Most of our homes are registered for dementia care. Staff receive special training.
Three of our homes are registered for nursing care. This is for elderly people who require significant ongoing nursing care. Homes are required by law to have a registered nurse on duty at all times.
Fees for Care
Fees vary from home to home. They are paid either by residents or their families, or, for those that are unable to pay, by their local authority (LA). LA fees fall short of the real cost of care, and where possible families are expected to top this up, as Scripture instructs. Where there is no family to help, we make good the shortfall from our charitable giving. The fees paid by residents who are able to fund the cost of their care do not in any way contribute to topping up the shortfall.
Our homes regularly receive excellent reports from the Care Quality Commission, and reports are available on the CQC’s website: www.cqc.org.uk
These are flats or bungalows, and are for Christians over the age of 60 who are basically independent and able to manage on their own, doing their own shopping, cooking and cleaning, and so on. They may use local community services such as ‘meals-on-wheels’ and ‘home helps’, or can also receive domiciliary care – that is, personal care in their home. This is arranged by the local authority with a registered domiciliary care provider. Each flat or bungalow has an emergency call system, and the person is contacted daily to ensure that all is well.
People living in sheltered housing appreciate being part of a Christian ‘neighbourhood’, and they usually like to take part in the worship services in the main home. As like-minded Christians, they often befriend residents in the home.
Very Sheltered housing
Much the same as sheltered housing, except this is in the form of flats within the same building as the main home, and meals are provided by the care home. Extra domestic services can be provided at cost, and personal care needs are met via the local authority’s domiciliary care provider.
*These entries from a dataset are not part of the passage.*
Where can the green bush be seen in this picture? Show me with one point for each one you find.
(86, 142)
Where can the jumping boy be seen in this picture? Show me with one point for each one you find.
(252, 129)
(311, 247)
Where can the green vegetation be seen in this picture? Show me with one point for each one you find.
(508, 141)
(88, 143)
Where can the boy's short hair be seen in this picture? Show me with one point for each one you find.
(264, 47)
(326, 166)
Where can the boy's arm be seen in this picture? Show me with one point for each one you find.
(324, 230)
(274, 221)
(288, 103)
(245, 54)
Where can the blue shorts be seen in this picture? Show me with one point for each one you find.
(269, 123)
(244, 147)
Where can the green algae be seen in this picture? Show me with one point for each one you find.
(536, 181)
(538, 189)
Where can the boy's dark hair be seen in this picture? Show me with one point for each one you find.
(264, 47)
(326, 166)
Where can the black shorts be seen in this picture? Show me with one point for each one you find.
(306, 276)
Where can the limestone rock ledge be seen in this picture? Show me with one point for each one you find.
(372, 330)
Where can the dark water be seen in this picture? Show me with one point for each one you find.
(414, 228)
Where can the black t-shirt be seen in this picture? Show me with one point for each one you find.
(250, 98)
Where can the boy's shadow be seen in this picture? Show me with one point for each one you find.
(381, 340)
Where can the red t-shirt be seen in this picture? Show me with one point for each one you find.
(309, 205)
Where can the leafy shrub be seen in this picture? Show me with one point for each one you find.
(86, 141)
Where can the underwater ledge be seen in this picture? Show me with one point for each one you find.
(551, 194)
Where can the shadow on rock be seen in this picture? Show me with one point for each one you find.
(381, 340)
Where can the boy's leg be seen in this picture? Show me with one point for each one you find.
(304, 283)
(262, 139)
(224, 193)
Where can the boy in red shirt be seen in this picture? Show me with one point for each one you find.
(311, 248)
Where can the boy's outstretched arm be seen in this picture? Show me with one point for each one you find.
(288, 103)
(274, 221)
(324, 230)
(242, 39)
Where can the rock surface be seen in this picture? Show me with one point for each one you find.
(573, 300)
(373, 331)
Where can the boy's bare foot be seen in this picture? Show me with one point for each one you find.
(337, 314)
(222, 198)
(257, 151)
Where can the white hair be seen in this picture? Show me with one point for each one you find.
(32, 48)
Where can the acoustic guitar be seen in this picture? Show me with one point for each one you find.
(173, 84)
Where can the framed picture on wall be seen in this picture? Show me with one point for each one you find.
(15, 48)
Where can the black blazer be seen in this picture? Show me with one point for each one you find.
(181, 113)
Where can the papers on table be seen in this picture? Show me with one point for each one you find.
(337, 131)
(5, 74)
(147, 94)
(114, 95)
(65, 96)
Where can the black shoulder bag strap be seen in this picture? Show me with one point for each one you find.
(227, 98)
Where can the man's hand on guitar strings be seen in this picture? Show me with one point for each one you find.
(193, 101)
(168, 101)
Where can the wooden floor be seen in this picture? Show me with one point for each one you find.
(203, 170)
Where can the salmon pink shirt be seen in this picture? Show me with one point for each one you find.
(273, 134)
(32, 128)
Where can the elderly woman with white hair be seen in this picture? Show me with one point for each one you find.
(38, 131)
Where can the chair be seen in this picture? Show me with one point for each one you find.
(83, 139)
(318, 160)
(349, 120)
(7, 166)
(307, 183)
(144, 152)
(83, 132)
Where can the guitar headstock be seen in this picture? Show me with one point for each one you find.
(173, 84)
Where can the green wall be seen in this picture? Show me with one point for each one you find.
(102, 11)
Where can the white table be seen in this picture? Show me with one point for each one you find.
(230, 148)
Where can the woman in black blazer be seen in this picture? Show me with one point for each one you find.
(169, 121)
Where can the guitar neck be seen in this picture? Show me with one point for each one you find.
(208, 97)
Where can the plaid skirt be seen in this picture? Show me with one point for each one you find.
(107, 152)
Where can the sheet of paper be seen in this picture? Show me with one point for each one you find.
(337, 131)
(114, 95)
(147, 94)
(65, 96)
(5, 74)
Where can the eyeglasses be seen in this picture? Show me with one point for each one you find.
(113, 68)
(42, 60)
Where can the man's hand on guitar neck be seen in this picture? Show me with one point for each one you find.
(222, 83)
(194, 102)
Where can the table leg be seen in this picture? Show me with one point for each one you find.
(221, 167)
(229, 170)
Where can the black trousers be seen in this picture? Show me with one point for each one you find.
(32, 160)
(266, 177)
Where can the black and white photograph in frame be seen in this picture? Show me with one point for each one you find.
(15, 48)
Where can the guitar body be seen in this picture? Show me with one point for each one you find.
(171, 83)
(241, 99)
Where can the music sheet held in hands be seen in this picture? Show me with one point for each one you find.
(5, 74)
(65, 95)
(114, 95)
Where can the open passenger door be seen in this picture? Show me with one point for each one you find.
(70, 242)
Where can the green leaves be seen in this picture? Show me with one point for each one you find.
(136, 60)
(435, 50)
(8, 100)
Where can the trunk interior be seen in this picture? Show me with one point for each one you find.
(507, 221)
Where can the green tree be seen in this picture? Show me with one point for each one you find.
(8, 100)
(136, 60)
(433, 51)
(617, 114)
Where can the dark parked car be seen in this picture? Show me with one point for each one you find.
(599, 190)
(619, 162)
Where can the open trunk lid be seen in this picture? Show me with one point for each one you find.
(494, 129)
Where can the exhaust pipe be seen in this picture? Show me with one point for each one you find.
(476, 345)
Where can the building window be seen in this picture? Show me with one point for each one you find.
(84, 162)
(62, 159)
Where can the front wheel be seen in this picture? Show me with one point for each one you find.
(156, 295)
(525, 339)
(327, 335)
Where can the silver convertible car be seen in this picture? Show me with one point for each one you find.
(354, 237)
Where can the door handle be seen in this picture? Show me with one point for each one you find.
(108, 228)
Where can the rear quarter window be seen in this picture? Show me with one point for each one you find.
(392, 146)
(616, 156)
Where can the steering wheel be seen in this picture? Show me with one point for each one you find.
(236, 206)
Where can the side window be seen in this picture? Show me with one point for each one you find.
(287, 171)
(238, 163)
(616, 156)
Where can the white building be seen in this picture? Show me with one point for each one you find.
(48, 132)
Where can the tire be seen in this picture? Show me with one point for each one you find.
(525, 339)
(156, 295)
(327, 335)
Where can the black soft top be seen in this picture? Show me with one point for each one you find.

Assisted Living is where older people live independently in their own homes in a purpose-designed complex. Personal care, when needed is separately provided by a domiciliary care provider, which is usually an external agency. The costs of domiciliary care are in addition to those for the housing element, and can often be local authority-funded.
Extra care housing
ECH is similar to assisted living, except that when the number of care hours required supports it, a care team will be on site twenty four hours a day.